FIBA Chief Hits Out at British Basketball Funding Cuts - Hoopsfix.com

FIBA Chief Hits Out at British Basketball Funding Cuts

FIBA General Secretary, Patrick Baumann has described UK Sport’s decision to withdraw all funding from British Basketball as ‘plainly wrong’, via insidethegames.

Baumann believes that more time should have been given to basketball following the Olympics in 2012 and feels the reason was due to ‘a lack of understanding’ on UK Sport’s behalf.

“It’s a challenging sport to invest in but it’s something that can reap a lot of rewards in the country, nationally and then over time,” he said. “For this you need to be investing over time, you cannot stop and they knew that.
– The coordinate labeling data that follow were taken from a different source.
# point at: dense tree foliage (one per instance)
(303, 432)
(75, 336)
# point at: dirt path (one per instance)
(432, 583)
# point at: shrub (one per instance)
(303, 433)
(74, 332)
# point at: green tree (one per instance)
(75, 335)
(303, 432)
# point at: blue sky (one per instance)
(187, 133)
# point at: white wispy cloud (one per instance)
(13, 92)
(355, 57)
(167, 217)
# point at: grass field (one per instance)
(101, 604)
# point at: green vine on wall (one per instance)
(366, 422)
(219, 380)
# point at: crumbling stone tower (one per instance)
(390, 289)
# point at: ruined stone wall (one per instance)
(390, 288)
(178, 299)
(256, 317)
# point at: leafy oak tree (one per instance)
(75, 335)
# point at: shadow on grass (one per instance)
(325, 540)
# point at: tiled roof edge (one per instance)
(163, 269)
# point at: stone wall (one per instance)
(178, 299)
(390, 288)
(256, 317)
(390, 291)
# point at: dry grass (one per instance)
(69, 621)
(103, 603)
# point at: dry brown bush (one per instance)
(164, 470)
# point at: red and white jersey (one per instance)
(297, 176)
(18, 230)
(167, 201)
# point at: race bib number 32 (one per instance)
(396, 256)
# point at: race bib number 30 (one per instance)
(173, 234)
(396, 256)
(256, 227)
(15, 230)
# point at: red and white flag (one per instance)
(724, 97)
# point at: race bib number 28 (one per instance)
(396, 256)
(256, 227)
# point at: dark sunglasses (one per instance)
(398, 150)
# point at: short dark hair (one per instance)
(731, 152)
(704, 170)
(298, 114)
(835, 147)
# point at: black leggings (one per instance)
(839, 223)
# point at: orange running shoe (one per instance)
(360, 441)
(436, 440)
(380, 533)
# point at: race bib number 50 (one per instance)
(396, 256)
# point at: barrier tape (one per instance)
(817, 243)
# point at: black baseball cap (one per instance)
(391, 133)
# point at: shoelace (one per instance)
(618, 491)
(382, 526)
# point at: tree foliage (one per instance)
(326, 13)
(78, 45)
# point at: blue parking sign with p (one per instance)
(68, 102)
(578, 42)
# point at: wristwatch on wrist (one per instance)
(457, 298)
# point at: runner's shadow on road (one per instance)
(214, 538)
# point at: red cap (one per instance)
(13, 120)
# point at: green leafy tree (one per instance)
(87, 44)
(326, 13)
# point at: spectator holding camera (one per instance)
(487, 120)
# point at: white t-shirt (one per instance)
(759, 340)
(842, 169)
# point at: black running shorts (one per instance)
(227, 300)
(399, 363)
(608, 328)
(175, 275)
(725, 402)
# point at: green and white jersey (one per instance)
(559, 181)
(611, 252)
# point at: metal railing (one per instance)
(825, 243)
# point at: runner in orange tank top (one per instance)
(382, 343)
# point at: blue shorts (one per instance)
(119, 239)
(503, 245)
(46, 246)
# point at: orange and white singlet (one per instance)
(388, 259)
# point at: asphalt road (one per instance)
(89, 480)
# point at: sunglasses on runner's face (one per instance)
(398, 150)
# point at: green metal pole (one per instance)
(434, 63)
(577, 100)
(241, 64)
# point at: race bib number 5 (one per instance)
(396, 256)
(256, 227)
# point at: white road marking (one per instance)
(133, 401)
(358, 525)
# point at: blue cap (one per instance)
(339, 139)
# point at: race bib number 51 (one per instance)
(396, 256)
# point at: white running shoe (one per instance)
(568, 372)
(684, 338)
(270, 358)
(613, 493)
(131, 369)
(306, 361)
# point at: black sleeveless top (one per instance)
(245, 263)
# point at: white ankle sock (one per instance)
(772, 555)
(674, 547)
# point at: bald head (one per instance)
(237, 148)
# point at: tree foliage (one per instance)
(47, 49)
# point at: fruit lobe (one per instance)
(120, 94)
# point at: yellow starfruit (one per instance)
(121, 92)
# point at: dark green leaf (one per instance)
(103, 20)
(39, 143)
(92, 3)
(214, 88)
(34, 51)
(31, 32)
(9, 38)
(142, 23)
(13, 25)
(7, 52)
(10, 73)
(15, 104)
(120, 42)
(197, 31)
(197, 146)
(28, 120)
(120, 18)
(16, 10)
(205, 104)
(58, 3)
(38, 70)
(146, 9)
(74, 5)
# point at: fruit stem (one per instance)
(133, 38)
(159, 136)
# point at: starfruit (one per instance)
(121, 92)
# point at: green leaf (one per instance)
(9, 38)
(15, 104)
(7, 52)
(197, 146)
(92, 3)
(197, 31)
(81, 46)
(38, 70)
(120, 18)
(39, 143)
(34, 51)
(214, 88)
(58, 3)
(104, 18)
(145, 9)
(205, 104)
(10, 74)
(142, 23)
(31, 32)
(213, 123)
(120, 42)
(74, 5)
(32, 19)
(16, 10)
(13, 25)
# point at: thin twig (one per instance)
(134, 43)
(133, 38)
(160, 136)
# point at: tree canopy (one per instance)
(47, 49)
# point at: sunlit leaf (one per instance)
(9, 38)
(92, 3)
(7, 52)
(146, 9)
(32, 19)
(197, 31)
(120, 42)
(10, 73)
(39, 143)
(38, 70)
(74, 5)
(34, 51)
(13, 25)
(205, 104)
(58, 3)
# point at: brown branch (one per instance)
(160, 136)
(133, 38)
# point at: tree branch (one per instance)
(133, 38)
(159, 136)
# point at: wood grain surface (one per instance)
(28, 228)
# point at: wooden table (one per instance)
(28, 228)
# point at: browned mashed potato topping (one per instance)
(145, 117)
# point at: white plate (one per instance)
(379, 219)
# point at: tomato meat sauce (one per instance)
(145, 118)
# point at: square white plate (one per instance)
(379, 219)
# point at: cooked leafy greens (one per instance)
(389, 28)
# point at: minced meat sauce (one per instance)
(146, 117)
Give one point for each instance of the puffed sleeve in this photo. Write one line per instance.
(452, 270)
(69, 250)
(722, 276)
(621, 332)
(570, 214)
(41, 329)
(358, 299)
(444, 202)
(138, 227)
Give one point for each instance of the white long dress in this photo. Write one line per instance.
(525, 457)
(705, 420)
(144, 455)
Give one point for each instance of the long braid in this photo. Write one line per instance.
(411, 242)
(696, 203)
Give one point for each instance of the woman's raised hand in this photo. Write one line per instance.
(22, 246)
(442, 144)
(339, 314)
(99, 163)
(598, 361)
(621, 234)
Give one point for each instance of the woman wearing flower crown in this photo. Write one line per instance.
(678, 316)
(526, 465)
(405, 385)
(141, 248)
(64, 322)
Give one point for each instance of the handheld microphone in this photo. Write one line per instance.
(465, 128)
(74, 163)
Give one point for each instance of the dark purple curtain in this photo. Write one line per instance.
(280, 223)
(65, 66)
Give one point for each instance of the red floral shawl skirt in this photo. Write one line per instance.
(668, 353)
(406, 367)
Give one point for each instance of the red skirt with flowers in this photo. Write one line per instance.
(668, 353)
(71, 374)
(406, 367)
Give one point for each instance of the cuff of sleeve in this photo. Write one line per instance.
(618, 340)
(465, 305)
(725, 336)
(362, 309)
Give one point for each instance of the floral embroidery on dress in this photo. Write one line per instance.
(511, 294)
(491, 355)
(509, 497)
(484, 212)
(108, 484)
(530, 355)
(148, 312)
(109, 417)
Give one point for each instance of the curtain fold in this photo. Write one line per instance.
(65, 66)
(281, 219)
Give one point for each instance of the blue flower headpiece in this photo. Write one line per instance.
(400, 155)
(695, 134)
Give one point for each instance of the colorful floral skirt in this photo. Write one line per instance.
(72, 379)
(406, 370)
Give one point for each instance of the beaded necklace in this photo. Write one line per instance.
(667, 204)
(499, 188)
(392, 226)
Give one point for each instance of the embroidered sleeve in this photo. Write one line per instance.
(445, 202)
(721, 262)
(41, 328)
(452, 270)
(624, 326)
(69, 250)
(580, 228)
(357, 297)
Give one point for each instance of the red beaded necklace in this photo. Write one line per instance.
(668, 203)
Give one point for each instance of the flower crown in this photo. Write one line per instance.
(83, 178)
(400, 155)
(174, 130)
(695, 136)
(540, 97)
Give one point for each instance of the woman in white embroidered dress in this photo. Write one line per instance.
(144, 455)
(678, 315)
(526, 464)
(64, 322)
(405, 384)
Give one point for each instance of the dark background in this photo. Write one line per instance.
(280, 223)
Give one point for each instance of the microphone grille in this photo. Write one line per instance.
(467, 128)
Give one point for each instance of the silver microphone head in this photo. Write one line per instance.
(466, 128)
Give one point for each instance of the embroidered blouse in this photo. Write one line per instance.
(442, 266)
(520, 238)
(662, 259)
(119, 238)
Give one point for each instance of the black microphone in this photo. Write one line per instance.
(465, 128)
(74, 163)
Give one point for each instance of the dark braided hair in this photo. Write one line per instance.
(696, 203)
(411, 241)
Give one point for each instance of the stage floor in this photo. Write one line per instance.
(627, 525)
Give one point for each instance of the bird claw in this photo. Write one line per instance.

It cannot stop after the Games.

“That in my opinion is wrong because what we have seen from the British team in both men and women in London was not bad.

“They missed qualification to the quarters by almost nothing, so being for the first time at the Games under the British flag in that sense you have to be extremely proud of what they’ve achieved in such a short time. But then they stop funding and I think that’s a lack of understanding of what it really means to invest in team sports.”

The Swiss IOC member has always publicly supported British Basketball and told insidethegames that he feels ‘it’s only a matter of time’ before GB becomes a strong competitive nation. Baumann also called for a change in the way team-sports are funded

“A team sport is a different ball-game. You cannot be calculated the same way and that needs to change. I think this relationship, one medal versus investment, I think that’s wrong. You cannot calculate this.

“You should consider it as 12 medals and then you can start maybe doing some mathematical models around it. But you have also got to see what it has done for your country, in terms of how it spreads, what the youngsters like, and there is no single statistic that says anything negative about basketball in the UK in particular, quite the contrary.”

The future is bleak for British Basketball and chairman Roger Moreland admitted last month that GB may not survive past the end of 2014.